What makes a music purchase bad? Should you feel ashamed of the dodgy discs you bought as a teenie-bopper?
We all bought enough crap in our tween years that if we’re to start feeling ashamed of it there’ll be no end to the collective guilt. The real bad purchasing lies in the guilty pleasure stuff and the “man, it made sense then, I was going through a tough time” discs.
In guilty pleasures my greatest sins have been in buying discs by girls I found beguiling in the bands they had fronted: Wendy James and Geri Halliwell.
Bad for entirely different reasons of course, Geri’s Schizophonic is bad by any measure. Appalling songs recorded with no panache. In no way could it possibly be described as anything other than appalling shite.
I think I’d convinced myself that she’d sound hot on record or something. I justify its purchase on the grounds that I bought it from a pawnbroker for $1.
Wendy, however, I stand by.
Now Ain’t The Time For Your Tears is bad album gold.
The songs were written by Elvis Costello, which implies a degree of quality that clearly isn’t present. The legend is that Wendy wrote to him requesting a song for her solo debut and he swept an album’s worth up from his cutting room floor, expecting her to pick one from the bunch.
She recorded them all and provided the man with some unexpected royalty beer money, albeit very little as the album stiffed on release.
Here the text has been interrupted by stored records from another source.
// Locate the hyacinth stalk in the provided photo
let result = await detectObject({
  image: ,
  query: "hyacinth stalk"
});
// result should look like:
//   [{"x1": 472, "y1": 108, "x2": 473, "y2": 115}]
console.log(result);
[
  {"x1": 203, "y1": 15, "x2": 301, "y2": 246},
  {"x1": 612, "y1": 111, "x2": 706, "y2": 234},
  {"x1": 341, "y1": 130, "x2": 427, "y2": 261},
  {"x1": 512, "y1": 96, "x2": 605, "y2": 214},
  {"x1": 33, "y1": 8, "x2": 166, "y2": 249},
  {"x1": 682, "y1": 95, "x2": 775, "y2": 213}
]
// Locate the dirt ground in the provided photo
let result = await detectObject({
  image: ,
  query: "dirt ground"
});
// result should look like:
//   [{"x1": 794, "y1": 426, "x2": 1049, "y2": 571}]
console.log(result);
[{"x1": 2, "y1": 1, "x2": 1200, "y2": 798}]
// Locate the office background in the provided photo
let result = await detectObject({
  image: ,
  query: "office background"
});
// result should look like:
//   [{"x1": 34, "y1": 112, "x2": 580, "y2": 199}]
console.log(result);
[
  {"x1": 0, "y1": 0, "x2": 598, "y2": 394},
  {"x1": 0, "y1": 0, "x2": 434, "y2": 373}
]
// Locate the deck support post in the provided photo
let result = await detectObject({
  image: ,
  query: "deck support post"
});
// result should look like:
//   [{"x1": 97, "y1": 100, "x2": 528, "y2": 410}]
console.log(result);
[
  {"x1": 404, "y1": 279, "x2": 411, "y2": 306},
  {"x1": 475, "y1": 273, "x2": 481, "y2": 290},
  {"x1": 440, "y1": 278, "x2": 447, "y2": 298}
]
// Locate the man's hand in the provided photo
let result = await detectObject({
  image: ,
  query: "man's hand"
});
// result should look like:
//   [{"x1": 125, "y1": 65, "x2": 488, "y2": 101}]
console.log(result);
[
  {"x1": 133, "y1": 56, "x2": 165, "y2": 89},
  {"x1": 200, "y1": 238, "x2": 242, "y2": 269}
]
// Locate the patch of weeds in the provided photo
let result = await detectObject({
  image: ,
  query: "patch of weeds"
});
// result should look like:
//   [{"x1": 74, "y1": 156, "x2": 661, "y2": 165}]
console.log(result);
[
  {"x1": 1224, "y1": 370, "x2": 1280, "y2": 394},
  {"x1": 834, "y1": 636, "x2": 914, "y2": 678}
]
It’s an endearing album. Wendy sounds like a pop starlet attempting to reinvent herself as a serious lyrical interpreter and realising as she does it that she’s not up to the task. I cheer her on every time I play it.
Crushing but endearing – a highlight is when she mentions Strummer and Jones and sounds as though she’s never heard of them.
Wendy was also a pawnbroker pick-up, I dropped a whole $10 for the disc. And I regret nothing. NOTHING!